The Report, which is a joint publication of the Ministry of Finance and the United Nations Development Program (UNDP), was launched recently by the country’s Minister of Finance, Alexander Chikwanda at the Intercontinental Hotel in Lusaka.
Launching the country’s new MDG report, Zambia’s Finance Minister, Alexander Chikwanda reaffirmed the Zambia Government’s commitment to sustaining and increasing the momentum of the progress. “If we can marshal adequate resources to invest in agriculture, we can in the medium and long-term eradicate poverty,” Mr. Chikwanda said.
The UNDP Country Office is supporting the Government of the Republic of Zambia to enhance its capacity to meet most of these goals. Support to the government includes building capacity to monitor progress of its development strategy. This involves supporting the Bureau of Statistics and statistical units at the line ministries by strengthening their capacity to collect, analyze and disseminate key economic and social data as well as building capacity in monitoring and evaluation.
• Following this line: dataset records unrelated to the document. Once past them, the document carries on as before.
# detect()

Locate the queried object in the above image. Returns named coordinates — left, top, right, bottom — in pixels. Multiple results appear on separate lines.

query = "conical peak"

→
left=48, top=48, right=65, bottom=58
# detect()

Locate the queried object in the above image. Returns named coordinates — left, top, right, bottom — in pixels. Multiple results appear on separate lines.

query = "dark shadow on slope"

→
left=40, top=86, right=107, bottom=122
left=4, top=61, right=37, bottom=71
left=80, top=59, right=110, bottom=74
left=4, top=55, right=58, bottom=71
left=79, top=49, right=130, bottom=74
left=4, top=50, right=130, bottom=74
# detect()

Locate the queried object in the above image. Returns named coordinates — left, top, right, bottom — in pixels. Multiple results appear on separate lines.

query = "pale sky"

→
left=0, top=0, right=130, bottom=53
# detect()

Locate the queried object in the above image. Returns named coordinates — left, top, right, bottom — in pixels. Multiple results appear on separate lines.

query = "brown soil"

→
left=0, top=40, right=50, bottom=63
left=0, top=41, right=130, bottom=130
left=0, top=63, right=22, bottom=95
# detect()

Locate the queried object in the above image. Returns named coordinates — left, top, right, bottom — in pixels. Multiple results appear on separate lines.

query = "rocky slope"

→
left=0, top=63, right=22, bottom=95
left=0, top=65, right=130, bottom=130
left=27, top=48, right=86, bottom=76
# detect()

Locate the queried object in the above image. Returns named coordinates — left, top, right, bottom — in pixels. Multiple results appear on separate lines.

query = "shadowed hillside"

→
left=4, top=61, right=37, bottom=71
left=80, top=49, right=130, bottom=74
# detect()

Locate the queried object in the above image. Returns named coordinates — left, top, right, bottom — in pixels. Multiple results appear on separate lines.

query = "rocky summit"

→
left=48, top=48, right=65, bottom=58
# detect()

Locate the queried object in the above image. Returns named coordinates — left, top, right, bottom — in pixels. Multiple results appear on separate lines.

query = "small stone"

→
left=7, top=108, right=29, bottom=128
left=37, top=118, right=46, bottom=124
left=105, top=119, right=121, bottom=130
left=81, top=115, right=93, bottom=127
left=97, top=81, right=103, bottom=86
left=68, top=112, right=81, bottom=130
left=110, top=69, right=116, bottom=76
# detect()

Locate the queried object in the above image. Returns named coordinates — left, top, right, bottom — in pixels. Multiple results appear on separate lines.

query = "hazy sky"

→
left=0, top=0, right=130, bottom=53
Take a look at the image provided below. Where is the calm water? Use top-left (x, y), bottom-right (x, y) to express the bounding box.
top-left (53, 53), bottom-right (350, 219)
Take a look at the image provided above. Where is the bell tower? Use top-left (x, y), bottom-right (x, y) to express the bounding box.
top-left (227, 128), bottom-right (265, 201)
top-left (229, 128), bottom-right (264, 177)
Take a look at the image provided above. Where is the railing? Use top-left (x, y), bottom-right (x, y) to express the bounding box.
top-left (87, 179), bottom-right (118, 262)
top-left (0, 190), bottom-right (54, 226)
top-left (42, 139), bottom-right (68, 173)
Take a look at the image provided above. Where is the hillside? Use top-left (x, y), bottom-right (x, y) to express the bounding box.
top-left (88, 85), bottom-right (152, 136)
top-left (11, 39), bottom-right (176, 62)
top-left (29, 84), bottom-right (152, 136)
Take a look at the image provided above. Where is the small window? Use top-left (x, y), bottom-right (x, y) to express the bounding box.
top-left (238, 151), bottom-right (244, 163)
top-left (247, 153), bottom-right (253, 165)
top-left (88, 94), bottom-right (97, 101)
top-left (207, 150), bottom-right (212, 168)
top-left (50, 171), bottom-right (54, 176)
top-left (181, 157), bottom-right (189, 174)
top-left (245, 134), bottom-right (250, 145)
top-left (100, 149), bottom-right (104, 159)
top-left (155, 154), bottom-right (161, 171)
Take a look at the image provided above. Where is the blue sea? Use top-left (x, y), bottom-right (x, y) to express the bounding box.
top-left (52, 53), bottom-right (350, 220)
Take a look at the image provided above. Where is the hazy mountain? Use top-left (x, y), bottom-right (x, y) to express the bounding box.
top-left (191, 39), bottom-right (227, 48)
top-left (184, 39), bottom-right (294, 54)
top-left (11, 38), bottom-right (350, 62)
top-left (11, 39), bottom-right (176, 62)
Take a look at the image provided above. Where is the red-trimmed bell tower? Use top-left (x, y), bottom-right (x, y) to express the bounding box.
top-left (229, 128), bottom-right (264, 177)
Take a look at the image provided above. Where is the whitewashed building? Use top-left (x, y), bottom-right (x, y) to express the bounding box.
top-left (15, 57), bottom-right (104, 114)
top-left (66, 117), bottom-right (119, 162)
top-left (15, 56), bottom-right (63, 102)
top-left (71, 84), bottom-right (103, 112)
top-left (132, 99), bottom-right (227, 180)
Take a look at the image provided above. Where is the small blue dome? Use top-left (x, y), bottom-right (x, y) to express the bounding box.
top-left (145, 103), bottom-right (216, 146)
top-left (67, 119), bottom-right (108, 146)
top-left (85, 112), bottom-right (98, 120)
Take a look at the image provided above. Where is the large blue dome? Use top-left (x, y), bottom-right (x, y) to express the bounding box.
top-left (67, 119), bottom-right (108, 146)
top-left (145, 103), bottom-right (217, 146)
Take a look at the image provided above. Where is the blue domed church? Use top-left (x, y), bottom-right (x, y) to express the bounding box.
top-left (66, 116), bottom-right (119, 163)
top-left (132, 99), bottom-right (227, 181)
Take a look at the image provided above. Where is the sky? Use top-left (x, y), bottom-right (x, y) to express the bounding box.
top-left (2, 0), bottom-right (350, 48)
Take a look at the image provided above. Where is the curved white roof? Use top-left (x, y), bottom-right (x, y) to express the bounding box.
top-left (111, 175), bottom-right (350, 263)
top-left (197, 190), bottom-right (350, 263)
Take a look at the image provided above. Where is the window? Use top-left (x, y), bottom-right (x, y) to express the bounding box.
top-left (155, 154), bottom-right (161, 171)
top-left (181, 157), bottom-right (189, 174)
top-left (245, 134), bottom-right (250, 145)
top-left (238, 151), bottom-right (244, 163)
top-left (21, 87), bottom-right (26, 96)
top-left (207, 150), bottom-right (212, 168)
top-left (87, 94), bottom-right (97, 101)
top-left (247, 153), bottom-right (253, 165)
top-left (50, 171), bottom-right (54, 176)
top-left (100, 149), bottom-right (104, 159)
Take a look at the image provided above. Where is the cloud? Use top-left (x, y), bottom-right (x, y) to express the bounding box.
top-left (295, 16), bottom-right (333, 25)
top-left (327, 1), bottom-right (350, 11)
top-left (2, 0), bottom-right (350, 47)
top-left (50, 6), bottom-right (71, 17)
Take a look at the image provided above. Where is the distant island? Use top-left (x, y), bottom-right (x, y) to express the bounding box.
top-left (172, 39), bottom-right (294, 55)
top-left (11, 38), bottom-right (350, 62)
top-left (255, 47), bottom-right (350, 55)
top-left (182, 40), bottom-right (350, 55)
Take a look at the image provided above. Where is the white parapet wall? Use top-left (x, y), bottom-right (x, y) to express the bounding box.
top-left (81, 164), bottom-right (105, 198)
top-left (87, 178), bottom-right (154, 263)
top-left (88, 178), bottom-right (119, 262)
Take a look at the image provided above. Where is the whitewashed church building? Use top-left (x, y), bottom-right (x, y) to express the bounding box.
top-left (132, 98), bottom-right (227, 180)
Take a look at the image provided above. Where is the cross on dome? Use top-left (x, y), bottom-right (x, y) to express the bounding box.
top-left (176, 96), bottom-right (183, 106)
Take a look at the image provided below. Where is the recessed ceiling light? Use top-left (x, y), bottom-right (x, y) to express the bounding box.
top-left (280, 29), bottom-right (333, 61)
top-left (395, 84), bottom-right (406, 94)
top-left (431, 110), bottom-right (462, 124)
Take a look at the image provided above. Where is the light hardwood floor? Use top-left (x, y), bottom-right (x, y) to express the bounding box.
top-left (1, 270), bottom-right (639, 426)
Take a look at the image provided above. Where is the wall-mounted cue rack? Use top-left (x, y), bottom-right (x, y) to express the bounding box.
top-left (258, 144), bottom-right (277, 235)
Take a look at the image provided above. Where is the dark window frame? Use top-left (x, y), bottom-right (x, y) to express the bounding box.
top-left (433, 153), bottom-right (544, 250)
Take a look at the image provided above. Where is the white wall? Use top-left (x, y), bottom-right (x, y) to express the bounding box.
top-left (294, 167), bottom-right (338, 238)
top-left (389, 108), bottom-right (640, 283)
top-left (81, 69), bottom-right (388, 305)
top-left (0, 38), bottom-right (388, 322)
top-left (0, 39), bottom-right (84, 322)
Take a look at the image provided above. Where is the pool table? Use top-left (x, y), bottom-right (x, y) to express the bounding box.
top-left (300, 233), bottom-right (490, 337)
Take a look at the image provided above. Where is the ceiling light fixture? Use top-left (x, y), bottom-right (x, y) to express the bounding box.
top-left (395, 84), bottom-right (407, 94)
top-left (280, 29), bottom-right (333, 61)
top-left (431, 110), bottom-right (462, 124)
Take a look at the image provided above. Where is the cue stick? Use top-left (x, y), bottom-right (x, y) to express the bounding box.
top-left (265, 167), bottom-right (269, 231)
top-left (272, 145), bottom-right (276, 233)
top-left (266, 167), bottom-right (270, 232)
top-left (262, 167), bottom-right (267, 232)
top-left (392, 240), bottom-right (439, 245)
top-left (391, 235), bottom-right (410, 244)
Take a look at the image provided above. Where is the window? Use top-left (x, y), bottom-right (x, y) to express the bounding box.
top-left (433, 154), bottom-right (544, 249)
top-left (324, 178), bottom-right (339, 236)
Speaking prior to the launch of the Report, Wignaraja said the UN system in Zambia delivered 150 million dollars last year to support the country along its MDG journey. “We would, as would the government and peoples of Zambia, like to see accelerated progress. Achievement of the MDGs takes a social contract between government, civil society, private sector and the international community. We all signed on, and we must stand and be counted to make it happen. It is, at the end of the day, a global public good that will benefit us all,” she added.
UNDP Country Director, Viola Morgan said the UNDP is committed to supporting Zambia’s developmental agenda in areas such as ending early marriages. She said the practice could hinder development and slows the attainment of the MDGs.